We have added to the Introduction: The female to male ratio of schizophrenia prevalence varies depending on the study, but it is generally thought to be around 1:1.2 to 1:1.4. This means that men are more likely to develop schizophrenia than women. However, some studies did not find sex differences in the lifetime prevalence of the illness (Aleman et al., 2003).

Aleman A, Kahn RS, Selten J-P. Sex differences in the risk of schizophrenia: evidence from meta-analysis. Arch Gen Psychiatry 2003;60:565–71. 10.1001/archpsyc.60.6.565

and we also added to the Results: The sex ratios of patients with major depressive disorders and schizophrenia in our study are consistent with global epidemiology. The female to male ratio for major depressive disorders (F32 and F33) was 2.3:1, while the male to female ratio for schizophrenia was 1.7:1.

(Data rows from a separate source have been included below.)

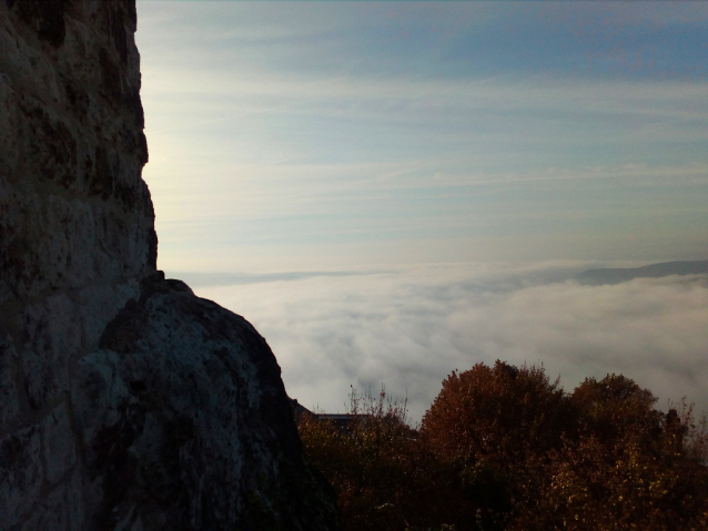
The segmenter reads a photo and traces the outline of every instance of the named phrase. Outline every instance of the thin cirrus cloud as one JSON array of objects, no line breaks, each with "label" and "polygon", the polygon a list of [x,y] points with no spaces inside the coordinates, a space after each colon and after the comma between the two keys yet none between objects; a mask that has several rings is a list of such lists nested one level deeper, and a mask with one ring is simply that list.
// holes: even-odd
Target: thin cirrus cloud
[{"label": "thin cirrus cloud", "polygon": [[[347,261],[368,242],[357,264],[417,262],[373,251],[416,238],[452,242],[429,262],[467,259],[461,237],[544,245],[540,213],[585,248],[548,259],[636,257],[659,237],[694,256],[708,243],[705,9],[552,7],[139,2],[161,266],[245,270],[223,247],[255,244],[259,267],[320,269],[335,242]],[[619,256],[617,238],[639,245]],[[472,254],[486,257],[505,259]]]},{"label": "thin cirrus cloud", "polygon": [[543,364],[566,390],[585,377],[624,374],[663,409],[687,397],[707,411],[708,278],[584,286],[572,279],[580,268],[439,265],[219,286],[188,280],[254,324],[289,394],[306,407],[344,411],[351,385],[376,391],[383,384],[407,395],[415,421],[453,369],[503,359]]},{"label": "thin cirrus cloud", "polygon": [[[708,258],[706,3],[138,13],[159,266],[252,320],[303,404],[385,382],[419,418],[500,358],[708,408],[705,278],[568,280]],[[518,266],[547,261],[574,262]]]}]

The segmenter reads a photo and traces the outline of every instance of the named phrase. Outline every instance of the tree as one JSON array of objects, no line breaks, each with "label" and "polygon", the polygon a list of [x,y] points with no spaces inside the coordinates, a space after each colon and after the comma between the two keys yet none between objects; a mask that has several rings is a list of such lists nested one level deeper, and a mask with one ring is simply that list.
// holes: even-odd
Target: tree
[{"label": "tree", "polygon": [[332,483],[345,530],[403,531],[441,528],[454,500],[446,478],[429,452],[421,451],[418,433],[406,423],[406,402],[386,392],[352,388],[343,429],[316,416],[300,426],[305,456]]},{"label": "tree", "polygon": [[422,423],[422,439],[458,471],[459,489],[477,523],[504,528],[515,508],[533,503],[545,480],[538,470],[576,416],[559,381],[543,367],[497,360],[454,371]]}]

Comment 5. In lines 154-155 and some other places, age and sex adjustment and sex stratification is mentioned. Please, specify in paragraph 2.3 ‘Statistical analysis’ the method(s) used for the adjustment and stratification. Also, the name and version of statistical software should be indicated.

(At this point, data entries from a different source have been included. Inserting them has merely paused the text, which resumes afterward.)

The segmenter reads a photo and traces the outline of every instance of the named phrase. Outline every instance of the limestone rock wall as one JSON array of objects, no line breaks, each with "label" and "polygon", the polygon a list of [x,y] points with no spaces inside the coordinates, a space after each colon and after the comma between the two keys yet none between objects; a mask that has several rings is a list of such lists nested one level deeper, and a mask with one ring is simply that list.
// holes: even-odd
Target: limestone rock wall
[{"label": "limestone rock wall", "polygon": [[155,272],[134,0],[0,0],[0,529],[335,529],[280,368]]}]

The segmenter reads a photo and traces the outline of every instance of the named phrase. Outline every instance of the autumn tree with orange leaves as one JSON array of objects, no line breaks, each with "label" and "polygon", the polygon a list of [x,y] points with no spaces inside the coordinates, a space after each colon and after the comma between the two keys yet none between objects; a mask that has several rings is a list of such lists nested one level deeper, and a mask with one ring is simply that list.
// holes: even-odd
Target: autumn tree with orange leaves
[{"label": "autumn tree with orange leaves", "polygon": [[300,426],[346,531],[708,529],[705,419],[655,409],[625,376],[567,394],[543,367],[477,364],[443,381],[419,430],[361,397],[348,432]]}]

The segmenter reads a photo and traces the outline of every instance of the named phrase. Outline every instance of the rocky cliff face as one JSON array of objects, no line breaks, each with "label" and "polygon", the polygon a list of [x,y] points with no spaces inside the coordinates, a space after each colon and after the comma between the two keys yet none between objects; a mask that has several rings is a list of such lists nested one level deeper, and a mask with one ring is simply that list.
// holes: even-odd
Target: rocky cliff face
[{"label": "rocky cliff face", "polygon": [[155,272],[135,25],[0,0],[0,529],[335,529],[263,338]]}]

Response 5. “Multivariable logistic regression was used to study the association between diseases and genotypes and for adjustment for covariates or stratification. Results are expressed as odds ratios (OR) and 95% confidence intervals (CI). Online software SNP-stats was used for statistical analysis.” This statement is now included in paragraph 2.3.

Comment 6. In ‘Introduction’, the authors declared that ‘In the first year of the COVID-19 pandemic, rates of common conditions such as depression and anxiety went up by more than 25 % [4].’ (lines 36-38). Nothing is said in the text for covid effect on the schizophrenia rates, though I could guess they also increased. Notably, line 103 reports that ‘samples were collected from November 2018 to January 2023 .’ It means that the sampling occurred during the pre-covid, covid, and post-covid periods. I am sure that it must be addressed in the revised manuscript, if there was any difference or irregularity in sampling during the covid and non-covid times. For instance, a reader can suspect that the F20 samples were collected before the covid, while MDD samples were pick up during/after covid, and that’s why the study revealed no link to schizophrenia, but a significant link to F32&F33, etc.

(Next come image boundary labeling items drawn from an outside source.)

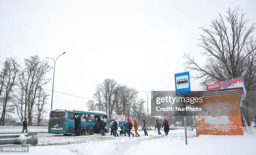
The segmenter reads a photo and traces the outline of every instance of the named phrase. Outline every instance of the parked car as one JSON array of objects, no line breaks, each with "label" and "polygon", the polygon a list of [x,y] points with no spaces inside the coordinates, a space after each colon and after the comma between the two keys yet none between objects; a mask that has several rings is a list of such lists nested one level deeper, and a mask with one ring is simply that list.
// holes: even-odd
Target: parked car
[{"label": "parked car", "polygon": [[170,125],[169,128],[170,130],[178,130],[178,127],[176,126],[176,125]]}]

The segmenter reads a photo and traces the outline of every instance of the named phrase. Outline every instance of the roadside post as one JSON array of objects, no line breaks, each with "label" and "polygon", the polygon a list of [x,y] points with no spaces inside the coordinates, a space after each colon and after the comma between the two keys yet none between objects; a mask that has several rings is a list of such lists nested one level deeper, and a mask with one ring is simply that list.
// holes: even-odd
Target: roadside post
[{"label": "roadside post", "polygon": [[[189,72],[181,72],[174,74],[175,81],[175,90],[176,96],[182,96],[190,94],[190,79]],[[185,103],[183,102],[183,107],[185,108]],[[184,117],[184,126],[185,128],[185,143],[187,145],[187,111],[183,112]]]}]

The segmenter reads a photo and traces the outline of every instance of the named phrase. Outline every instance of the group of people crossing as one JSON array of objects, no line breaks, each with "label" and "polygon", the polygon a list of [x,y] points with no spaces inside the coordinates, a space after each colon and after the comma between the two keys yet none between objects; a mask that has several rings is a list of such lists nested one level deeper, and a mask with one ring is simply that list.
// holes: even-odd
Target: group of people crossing
[{"label": "group of people crossing", "polygon": [[[122,135],[123,134],[125,136],[126,136],[127,134],[128,137],[131,137],[131,135],[132,135],[133,137],[134,137],[134,136],[135,136],[136,137],[140,136],[140,135],[138,132],[139,126],[138,123],[136,120],[133,120],[133,123],[134,125],[129,118],[127,118],[127,120],[124,122],[122,121],[120,122],[120,130],[119,132],[119,134],[118,134],[117,133],[118,123],[114,119],[113,119],[111,120],[109,125],[110,128],[110,135],[113,135],[115,136],[115,137],[118,137],[119,135]],[[131,132],[133,127],[134,128],[135,134],[133,134]],[[168,135],[168,132],[169,132],[169,124],[167,120],[166,119],[164,119],[162,125],[159,120],[156,120],[155,129],[156,128],[157,129],[159,135],[162,134],[160,132],[160,130],[163,127],[164,131],[165,133],[165,135],[167,136]],[[143,126],[142,126],[142,130],[144,131],[144,135],[148,136],[148,124],[145,120],[143,120]],[[105,133],[104,135],[105,135]]]}]

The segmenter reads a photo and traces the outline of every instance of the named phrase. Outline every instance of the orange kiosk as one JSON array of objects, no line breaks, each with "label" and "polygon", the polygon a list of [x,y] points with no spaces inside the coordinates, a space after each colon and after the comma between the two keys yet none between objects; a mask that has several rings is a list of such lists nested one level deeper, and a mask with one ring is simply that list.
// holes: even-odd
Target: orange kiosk
[{"label": "orange kiosk", "polygon": [[[243,135],[239,106],[243,88],[192,93],[190,96],[203,96],[195,105],[202,108],[196,116],[196,135]],[[223,115],[220,115],[220,114]]]}]

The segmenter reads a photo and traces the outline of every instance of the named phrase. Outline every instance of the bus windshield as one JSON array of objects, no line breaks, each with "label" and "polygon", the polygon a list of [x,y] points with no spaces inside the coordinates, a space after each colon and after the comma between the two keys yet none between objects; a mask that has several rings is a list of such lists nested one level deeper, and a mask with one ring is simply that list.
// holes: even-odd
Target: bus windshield
[{"label": "bus windshield", "polygon": [[60,118],[64,117],[64,112],[51,112],[51,118]]}]

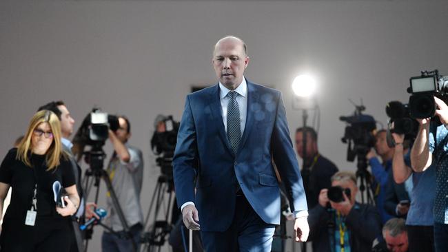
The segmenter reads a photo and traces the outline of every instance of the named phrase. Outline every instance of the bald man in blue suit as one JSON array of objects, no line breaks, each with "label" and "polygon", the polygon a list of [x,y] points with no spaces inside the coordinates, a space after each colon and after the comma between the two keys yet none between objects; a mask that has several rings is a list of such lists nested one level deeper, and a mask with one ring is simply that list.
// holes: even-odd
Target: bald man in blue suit
[{"label": "bald man in blue suit", "polygon": [[281,92],[244,77],[249,57],[238,38],[219,40],[212,62],[219,82],[187,96],[173,159],[185,226],[201,230],[207,251],[270,251],[280,223],[278,173],[296,240],[305,241],[307,201]]}]

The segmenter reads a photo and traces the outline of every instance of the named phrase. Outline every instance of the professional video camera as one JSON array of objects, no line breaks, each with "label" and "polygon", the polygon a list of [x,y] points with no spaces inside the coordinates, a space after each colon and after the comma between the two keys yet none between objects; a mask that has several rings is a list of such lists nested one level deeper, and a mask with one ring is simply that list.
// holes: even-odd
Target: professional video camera
[{"label": "professional video camera", "polygon": [[[363,105],[356,106],[354,115],[340,116],[339,120],[349,124],[345,127],[344,137],[342,141],[348,143],[347,160],[353,162],[357,154],[365,154],[371,148],[375,146],[375,136],[373,132],[376,129],[375,119],[369,115],[362,114],[365,110]],[[352,144],[354,144],[352,148]]]},{"label": "professional video camera", "polygon": [[162,174],[170,178],[172,178],[172,158],[180,125],[172,116],[159,115],[154,122],[155,131],[151,139],[151,149],[155,154],[161,156],[156,160],[157,165]]},{"label": "professional video camera", "polygon": [[387,145],[393,147],[395,144],[391,140],[390,133],[405,134],[405,140],[414,140],[417,136],[418,122],[411,117],[407,104],[394,101],[386,105],[386,114],[390,118],[388,123]]},{"label": "professional video camera", "polygon": [[434,116],[436,105],[434,96],[443,100],[448,93],[448,76],[440,76],[438,70],[422,71],[420,76],[411,77],[407,92],[409,97],[409,113],[414,118]]},{"label": "professional video camera", "polygon": [[[80,160],[85,154],[85,161],[92,169],[102,169],[105,156],[103,146],[109,136],[109,129],[116,131],[119,127],[118,117],[102,112],[94,107],[83,120],[73,138],[73,154]],[[85,145],[91,146],[84,152]]]},{"label": "professional video camera", "polygon": [[[361,192],[361,202],[364,203],[364,191],[367,189],[367,203],[374,202],[373,193],[370,189],[371,175],[367,171],[367,160],[366,156],[370,149],[375,146],[376,138],[374,135],[376,129],[376,122],[369,115],[362,114],[365,110],[363,105],[356,105],[354,114],[351,116],[340,116],[339,119],[349,124],[345,127],[344,137],[342,141],[348,143],[347,160],[353,162],[356,158],[356,178],[360,178],[359,190]],[[353,145],[353,147],[352,145]]]}]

Response 6: All samples were taken in the pre- and post-COVID periods. During the COVID period, our psychiatric clinic was reprofiled and the collection of biological material for scientific purposes was suspended by the hospital management, so patient recruitment was not ongoing.

We corrected the text in paragraph 2.1 Study sample: ‘samples were collected from November 2018 to January 2023 except for the period when the clinic was reprofiled for COVID-positive patients (from November 2020 to March 2021).

 

We are grateful for the excellent comments that contributed to the improvement of the manuscript.